Парочка перешла на умеренную пешеходную скорость. «А что это у тебя?» Никита кивнул на пачку бумаги, которую Ди прижимала локтем к боку. Она ответила предельно честно: «Бред старого осла».
Никита настоял на продолжении и конкретизации. Затащил ее в летнее кафе под зонтиками, силой усадил за столик, заказал кофе с мороженым и выжидательно впился в нее горячим жадным взором.
Ди почувствовала себя маленькой и слабой рядом с большим и сильным. Подобное ощущение легко и просто развязывает язык, но оно же и открывает двери тому, что долго и безвылазно сидело внутри. Ди боялась разреветься и долго сглатывала комок в горле, глубоко дышала и щурила глаза на солнце, чтобы оно прогнало готовые накатиться слезы. Никита придвинул к ней чашку с шариками мороженого и велел: «Заешь». Ди послушно ковырнула ложкой шарики. Разворотила их ровные округлости, размазала по краям чашки, сотворила месиво, похожее на то, которое болталось, как в миксере, у нее в голове. Затем изложила факты – четко, коротко и с упругой безадресной злостью в голосе. Роман «Отражение», автоответчик, черновик сатанинского воззвания к духу тьмы, мнение прокуратуры, собственные ощущения, которые в целом сводились к одному-единственному: «Пропади все пропадом, если я хоть что-нибудь понимаю!»

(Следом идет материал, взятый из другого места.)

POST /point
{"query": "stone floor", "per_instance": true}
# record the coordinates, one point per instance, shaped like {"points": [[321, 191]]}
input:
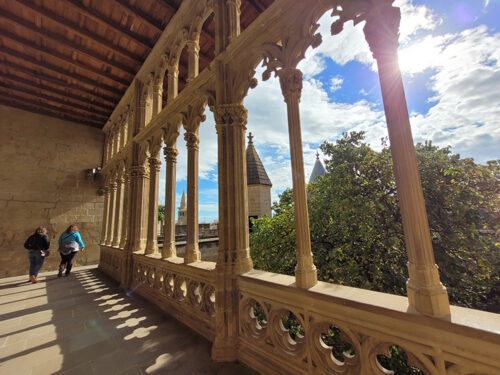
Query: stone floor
{"points": [[84, 324]]}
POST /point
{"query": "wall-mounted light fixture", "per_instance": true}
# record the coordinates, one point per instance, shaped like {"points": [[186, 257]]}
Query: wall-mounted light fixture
{"points": [[91, 174]]}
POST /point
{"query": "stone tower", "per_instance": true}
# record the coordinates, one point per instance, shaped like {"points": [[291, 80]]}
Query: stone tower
{"points": [[259, 184], [318, 169], [182, 213]]}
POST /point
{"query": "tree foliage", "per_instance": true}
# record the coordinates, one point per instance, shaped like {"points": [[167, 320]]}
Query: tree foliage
{"points": [[356, 229]]}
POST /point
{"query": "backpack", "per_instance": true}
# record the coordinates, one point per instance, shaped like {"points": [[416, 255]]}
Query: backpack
{"points": [[30, 243]]}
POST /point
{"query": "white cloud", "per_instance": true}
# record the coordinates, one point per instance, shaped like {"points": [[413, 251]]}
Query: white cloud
{"points": [[336, 83]]}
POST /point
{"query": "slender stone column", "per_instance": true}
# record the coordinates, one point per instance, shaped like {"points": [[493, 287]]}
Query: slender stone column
{"points": [[173, 81], [117, 139], [154, 172], [111, 213], [425, 292], [234, 253], [140, 178], [193, 49], [192, 250], [169, 249], [123, 131], [118, 212], [104, 228], [233, 8], [291, 86], [126, 210]]}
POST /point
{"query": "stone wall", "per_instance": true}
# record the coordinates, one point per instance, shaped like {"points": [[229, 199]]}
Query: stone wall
{"points": [[42, 173]]}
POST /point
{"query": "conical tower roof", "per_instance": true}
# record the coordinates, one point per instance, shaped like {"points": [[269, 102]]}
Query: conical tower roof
{"points": [[318, 169], [183, 200], [256, 173]]}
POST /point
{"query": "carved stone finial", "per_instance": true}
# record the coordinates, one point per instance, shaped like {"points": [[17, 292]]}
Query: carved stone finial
{"points": [[192, 140]]}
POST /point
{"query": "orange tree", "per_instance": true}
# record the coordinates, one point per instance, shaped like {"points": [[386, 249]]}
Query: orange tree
{"points": [[356, 231]]}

Реакция Ника была незамедлительной и бурной. «Чума на ваши головы! Зачем ты развесила уши?» Ди несознательно попыталась подавиться мороженым, сделав от неожиданности глубокий вдох. «В каком смысле?» Спросила осторожно, боясь спугнуть лучик света, сверкнувший в серых безнадежных сумерках. Ник с размаху воткнул ложку в свое сливочно-миндальное, расплескал остывающий кофе. «В самом прямом. Кто тебе сказал, что все эти книжки – твои?» У нее отвалилась челюсть – тоже в самом прямом смысле. «Как… это?» – «Боже, ну и дурак. Какой же я дурак! Я был уверен, что это все знали. Совсем из головы вылетело, что Фил был помешан на дурных мистификациях». – «Да что знали-то? Какие еще мистификации?» – «Диана Димарина – литературный псевдоним Фила!»